United shares fall after backlash over dragged passenger
CHICAGO – United Continental Holdings’ shares dropped nearly 4 percent Tuesday morning as backlash continued over videos of security officers dragging a passenger from his seat Sunday to make way for airline employees.
Shares dropped as much as 4.3 percent during the trading day, or $3.10 per share, eraising roughly $950 million in market cap value.
Passengers were already onboard the United Express flight from Chicago O’Hare International Airport to Louisville, Kentucky, on Sunday evening when the airline – unable to find passengers willing to give up their seats for four airline employees in return for credits for future flights – selected four passengers to bump to a later flight.
After one man repeatedly refused to leave, security personnel pulled him from his seat, dragged him through the aisle and off the aircraft. Outrage erupted on social media after other passengers shared video of the incident.
The airline’s stock rose slightly Monday despite the criticism, but dipped Tuesday morning as the airline’s brand continued to take a beating.
By midday Tuesday, one video of the passenger being dragged down the aisle had been viewed more than 19 million times.
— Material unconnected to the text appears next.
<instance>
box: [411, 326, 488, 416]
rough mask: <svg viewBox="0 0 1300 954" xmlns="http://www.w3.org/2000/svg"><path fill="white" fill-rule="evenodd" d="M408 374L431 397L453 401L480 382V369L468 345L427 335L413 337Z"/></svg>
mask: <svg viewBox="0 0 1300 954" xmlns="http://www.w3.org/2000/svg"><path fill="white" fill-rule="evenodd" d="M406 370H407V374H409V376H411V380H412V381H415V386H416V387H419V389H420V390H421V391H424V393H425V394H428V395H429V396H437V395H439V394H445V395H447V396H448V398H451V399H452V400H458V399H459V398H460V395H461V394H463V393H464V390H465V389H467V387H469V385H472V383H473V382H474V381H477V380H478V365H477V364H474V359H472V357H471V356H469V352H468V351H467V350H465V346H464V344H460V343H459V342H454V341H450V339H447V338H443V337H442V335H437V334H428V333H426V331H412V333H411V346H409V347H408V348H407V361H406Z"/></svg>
On Twitter, users shared more than 179,000 tweets suggesting replacements for United’s “Fly the Friendly Skies” slogan.
ABC late-night host Jimmy Kimmel joined the fray Monday night, proposing a fake commercial in which the airline threatened passengers, “Give us a problem, and we’ll drag your (expletive) off the plane.”
Kimmel also mocked United CEO Oscar Munoz’s initial statement apologizing for having to “re-accommodate” passengers.
In a letter to employees Monday night, Munoz defended the airline’s policies and its employees while adding, “there are lessons we can learn from this experience.”
The aviation security officer who pulled the man from his seat was placed on leave Monday, “pending a thorough review of the situation,” the Chicago Department of Aviation said in a statement, and United is conducting its own review of the incident.